BJ Online TANGSEL – Jamu… mendengarnya saja kadang kita sudah membayangkan rasanya yang pahit dan kemasannya yang tidak menarik. Namun kini ditangan salah seorang warga Tangerang Selatan (Tangsel), minuman jamu yang berkhasiat ini tampil lebih menarik dan rasanya pun segar. Ingin tau seperti apa?.

Jamu identik dengan nuansa tradisional, rasa sepat dan hanya dijajakan oleh mbok-mbok jamu. Sepertinya image ini yang ingin dirubah Marina Dewi Salim, warga Bintaro kelahiran 1977 lalu ini.
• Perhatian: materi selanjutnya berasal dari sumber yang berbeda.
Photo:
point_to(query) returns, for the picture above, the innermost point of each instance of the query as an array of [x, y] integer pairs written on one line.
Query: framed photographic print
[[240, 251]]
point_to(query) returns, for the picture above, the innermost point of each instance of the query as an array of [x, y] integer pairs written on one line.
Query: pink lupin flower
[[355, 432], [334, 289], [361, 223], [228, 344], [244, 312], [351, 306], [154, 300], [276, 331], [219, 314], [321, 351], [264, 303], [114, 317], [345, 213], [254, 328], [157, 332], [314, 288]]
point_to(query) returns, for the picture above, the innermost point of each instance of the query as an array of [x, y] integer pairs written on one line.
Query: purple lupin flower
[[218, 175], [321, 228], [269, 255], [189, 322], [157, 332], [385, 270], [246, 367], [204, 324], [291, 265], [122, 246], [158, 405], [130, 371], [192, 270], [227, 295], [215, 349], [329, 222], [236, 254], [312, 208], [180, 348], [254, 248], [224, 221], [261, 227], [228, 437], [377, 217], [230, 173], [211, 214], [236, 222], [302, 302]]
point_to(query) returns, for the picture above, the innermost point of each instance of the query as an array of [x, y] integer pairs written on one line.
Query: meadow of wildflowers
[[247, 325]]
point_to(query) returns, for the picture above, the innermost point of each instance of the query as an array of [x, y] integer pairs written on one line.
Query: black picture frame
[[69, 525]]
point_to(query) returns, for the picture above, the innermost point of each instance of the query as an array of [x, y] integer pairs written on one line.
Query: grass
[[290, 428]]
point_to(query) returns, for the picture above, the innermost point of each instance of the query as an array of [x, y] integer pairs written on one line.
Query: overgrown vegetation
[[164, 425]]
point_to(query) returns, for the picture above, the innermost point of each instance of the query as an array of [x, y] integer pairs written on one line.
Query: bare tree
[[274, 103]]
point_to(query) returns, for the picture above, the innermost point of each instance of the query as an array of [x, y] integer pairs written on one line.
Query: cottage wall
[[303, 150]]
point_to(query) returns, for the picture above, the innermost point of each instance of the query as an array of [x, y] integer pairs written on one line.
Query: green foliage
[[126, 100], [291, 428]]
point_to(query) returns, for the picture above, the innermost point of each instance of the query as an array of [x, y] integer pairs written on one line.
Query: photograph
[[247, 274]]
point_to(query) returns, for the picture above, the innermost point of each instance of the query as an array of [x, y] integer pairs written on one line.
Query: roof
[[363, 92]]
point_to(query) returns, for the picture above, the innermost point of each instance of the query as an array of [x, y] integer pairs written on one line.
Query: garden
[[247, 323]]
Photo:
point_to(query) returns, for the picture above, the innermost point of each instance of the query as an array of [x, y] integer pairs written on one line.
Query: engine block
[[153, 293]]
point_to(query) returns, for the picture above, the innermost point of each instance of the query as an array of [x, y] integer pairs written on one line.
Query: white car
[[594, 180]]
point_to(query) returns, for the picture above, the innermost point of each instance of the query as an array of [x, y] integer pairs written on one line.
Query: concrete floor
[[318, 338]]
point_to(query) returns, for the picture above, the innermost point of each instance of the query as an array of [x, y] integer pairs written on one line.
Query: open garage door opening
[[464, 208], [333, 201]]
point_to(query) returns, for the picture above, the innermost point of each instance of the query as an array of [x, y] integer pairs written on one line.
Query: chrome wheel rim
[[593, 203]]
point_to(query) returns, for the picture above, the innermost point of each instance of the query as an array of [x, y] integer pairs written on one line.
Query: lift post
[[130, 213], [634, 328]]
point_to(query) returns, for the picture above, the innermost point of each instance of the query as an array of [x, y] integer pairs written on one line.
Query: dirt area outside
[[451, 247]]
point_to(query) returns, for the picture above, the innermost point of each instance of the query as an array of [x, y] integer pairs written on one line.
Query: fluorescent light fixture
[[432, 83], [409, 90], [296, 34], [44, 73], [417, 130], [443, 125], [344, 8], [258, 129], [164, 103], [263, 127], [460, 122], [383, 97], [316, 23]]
Dirinya memilih berbisnis sekaligus mengedukasi ke masyarakat akan makanan dan minuman tradisional agar mereka mau mengkonsumsi minuman tradisional yang menyehatkan ini.

“Saya juga sangat berharap agar jamu olahan saya ini dapat dibawa go internasional,” ungkapnya, Kamis (31/3).
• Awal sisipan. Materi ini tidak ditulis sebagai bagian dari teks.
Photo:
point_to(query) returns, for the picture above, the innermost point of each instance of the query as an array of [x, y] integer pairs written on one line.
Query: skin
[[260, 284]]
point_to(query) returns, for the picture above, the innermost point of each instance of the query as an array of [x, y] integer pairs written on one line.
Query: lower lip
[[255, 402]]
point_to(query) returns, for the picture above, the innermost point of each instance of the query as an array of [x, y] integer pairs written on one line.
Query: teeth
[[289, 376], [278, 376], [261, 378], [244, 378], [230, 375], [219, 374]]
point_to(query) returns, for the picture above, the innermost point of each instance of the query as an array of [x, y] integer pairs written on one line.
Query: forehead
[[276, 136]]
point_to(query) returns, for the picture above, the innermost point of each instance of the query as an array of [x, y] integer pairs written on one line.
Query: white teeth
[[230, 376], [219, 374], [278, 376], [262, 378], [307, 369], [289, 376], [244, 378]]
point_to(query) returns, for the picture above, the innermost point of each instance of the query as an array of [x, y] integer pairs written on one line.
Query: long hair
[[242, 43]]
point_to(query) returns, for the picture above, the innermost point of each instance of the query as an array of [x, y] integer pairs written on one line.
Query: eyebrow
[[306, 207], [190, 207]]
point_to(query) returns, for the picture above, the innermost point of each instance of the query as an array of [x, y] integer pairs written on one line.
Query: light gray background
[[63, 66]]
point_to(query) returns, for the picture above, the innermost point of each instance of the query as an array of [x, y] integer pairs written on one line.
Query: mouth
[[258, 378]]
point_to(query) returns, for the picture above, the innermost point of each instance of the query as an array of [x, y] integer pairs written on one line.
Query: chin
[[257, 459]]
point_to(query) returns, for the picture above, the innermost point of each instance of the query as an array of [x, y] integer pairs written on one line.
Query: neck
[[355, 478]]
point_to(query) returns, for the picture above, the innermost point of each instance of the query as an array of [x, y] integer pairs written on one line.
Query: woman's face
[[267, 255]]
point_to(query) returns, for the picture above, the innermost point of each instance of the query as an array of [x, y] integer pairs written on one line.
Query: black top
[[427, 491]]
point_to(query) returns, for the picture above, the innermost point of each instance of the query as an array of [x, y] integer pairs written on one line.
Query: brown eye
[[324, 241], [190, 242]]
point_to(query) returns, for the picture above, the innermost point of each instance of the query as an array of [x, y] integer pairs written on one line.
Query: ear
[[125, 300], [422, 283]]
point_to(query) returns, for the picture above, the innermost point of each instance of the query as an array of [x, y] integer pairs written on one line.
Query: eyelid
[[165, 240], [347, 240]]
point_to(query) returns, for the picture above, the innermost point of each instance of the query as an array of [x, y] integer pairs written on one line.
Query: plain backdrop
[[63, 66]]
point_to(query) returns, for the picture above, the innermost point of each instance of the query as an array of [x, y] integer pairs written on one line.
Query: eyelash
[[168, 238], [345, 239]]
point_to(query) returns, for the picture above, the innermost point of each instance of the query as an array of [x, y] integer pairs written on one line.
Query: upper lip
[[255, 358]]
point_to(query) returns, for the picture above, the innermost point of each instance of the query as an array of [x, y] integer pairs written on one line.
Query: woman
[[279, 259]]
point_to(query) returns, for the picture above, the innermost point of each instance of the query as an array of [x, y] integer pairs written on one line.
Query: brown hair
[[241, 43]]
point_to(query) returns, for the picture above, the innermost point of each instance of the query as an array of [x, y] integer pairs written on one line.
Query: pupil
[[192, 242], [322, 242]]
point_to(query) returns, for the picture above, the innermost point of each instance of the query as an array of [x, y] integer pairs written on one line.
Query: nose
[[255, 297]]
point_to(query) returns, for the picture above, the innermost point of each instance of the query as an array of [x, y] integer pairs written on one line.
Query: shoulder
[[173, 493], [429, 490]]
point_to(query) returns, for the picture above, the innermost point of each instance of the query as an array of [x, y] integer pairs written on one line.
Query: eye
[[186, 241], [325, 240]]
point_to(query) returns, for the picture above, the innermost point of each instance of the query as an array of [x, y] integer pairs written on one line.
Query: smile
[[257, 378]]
Lebih lanjut Marina mengatakan sengaja memberikan tampilan wadah jamu se-modern mungkin dan secantik mungkin. Bagi anak-anak muda khususnya, biasanya mereka tidak suka jamu tapi dengan tampilan yang menarik, dirinya berharap masyarakat mau minum olahan rempah tradisional yang banyak manfaatnya dan tidak berpengawet.
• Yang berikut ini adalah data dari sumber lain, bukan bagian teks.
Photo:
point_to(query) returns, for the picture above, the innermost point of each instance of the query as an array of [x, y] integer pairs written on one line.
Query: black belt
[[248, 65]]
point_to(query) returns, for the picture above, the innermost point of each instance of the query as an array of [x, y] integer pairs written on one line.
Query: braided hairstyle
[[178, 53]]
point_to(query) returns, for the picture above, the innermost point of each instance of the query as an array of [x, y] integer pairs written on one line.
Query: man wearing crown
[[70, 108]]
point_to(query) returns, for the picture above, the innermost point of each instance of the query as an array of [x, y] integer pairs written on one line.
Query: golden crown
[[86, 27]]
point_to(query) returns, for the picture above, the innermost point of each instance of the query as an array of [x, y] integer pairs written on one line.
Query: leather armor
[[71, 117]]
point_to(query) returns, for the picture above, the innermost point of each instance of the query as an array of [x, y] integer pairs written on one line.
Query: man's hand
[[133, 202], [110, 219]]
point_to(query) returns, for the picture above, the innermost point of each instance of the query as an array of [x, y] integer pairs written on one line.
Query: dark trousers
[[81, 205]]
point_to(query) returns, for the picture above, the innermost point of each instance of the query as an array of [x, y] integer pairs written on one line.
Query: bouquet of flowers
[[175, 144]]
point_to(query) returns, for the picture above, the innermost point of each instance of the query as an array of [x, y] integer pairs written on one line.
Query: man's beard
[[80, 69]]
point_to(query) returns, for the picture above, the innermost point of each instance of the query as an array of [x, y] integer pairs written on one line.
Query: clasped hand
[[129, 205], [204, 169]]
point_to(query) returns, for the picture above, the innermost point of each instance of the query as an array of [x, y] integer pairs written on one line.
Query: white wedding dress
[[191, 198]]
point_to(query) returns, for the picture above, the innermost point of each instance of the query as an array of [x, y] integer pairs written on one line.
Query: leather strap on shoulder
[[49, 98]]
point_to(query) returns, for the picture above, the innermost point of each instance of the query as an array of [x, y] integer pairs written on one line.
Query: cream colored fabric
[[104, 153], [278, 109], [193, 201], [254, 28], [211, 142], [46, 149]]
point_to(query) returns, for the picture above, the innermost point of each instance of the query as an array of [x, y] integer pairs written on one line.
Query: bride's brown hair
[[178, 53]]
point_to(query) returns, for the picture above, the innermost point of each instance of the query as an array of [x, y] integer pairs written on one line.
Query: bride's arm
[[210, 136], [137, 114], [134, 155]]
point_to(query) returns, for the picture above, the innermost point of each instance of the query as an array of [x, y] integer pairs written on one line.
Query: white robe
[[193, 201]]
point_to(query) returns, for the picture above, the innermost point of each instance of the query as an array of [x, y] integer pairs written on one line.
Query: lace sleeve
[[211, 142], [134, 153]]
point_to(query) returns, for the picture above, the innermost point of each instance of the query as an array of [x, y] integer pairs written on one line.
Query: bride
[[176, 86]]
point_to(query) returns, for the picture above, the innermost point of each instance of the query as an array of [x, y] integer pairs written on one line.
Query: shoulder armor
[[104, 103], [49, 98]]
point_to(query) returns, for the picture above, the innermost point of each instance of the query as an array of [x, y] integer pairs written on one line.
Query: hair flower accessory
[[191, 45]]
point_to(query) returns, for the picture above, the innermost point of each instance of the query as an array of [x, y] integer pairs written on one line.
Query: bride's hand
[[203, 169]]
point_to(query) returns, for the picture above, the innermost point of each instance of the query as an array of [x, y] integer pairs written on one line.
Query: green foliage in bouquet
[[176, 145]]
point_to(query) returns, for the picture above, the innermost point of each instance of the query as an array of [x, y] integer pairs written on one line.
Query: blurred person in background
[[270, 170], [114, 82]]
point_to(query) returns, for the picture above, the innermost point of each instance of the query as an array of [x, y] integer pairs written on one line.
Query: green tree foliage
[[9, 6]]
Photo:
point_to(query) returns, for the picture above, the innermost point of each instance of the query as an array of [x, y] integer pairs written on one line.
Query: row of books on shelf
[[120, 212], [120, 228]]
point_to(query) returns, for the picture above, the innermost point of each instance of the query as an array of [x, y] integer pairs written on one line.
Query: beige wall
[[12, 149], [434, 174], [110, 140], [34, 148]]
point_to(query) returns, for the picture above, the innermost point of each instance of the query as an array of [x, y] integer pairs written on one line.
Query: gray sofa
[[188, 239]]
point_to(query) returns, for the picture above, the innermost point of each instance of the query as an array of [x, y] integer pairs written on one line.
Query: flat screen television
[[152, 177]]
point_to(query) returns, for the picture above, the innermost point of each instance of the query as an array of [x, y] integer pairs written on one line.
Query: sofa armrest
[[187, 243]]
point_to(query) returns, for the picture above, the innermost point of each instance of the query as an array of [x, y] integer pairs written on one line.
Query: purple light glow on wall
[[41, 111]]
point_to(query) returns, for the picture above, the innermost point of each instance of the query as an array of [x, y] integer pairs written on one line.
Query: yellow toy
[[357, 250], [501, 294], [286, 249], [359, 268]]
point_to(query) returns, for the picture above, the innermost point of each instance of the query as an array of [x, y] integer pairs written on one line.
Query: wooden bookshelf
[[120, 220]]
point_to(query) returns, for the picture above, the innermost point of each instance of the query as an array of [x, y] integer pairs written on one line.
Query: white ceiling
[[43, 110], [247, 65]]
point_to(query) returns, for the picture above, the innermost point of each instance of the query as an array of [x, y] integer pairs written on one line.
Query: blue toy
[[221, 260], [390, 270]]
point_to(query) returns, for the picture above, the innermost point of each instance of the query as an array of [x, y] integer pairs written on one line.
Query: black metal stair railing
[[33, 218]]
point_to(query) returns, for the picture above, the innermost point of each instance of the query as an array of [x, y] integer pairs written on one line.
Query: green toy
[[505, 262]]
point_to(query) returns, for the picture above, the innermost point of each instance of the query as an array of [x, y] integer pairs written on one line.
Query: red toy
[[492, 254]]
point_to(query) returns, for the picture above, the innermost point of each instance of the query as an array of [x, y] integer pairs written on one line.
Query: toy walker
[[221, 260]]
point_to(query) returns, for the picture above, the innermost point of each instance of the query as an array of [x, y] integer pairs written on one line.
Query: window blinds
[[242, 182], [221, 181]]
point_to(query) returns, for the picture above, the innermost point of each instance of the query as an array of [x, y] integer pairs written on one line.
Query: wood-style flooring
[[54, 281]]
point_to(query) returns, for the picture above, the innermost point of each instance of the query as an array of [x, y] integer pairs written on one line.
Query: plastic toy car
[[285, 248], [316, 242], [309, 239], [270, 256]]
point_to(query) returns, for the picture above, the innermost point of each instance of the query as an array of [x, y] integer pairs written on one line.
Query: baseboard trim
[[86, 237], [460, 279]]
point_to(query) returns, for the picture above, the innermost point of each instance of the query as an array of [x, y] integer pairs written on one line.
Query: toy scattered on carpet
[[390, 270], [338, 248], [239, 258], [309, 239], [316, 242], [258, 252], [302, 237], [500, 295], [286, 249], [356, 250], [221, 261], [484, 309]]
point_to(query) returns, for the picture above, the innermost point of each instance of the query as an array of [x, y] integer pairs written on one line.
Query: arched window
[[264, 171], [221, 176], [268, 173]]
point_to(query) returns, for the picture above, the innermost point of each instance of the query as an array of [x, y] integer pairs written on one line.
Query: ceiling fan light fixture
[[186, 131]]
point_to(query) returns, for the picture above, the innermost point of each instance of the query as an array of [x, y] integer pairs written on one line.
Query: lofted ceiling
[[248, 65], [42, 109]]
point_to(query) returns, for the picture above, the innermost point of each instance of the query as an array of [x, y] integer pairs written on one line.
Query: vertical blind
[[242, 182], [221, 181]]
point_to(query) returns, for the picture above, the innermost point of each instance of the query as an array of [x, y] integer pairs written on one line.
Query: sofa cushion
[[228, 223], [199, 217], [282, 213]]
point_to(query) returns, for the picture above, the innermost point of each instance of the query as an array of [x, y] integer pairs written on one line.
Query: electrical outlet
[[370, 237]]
Ada lima variant jamu tradisional buatan Marina yakni Kunyit Asem yang paling banyak diminati, Beras Kencur, Bir Pletok, Temulawak dan Jahe Serai yang dibuat tanpa menggunakan gula tambahan. “Untuk harga berkisar Rp30 hingga Rp35 ribu dengan ketahanan 7 hingga 10 hari dari pembuatan,” imbuhnya.

Sebagaimana trend bisnis saat ini, Marina juga memasarkan produk jamunya secara online. Untuk pemesanan secara online, Marina juga telah menyiapkan kurir khusus untuk mengantar setiap pesanan. Menurutnya, kurir tersebut telah dilengkapi dengan fasilitas pendingin agar jamu pesanan tidak terkena panas dan rusak. “Jadi dipesan melalui kurir saya, saya berani mengganti jamu yang telah dipesan jika terjadi kerusakan 100 persen,” pungkasnya.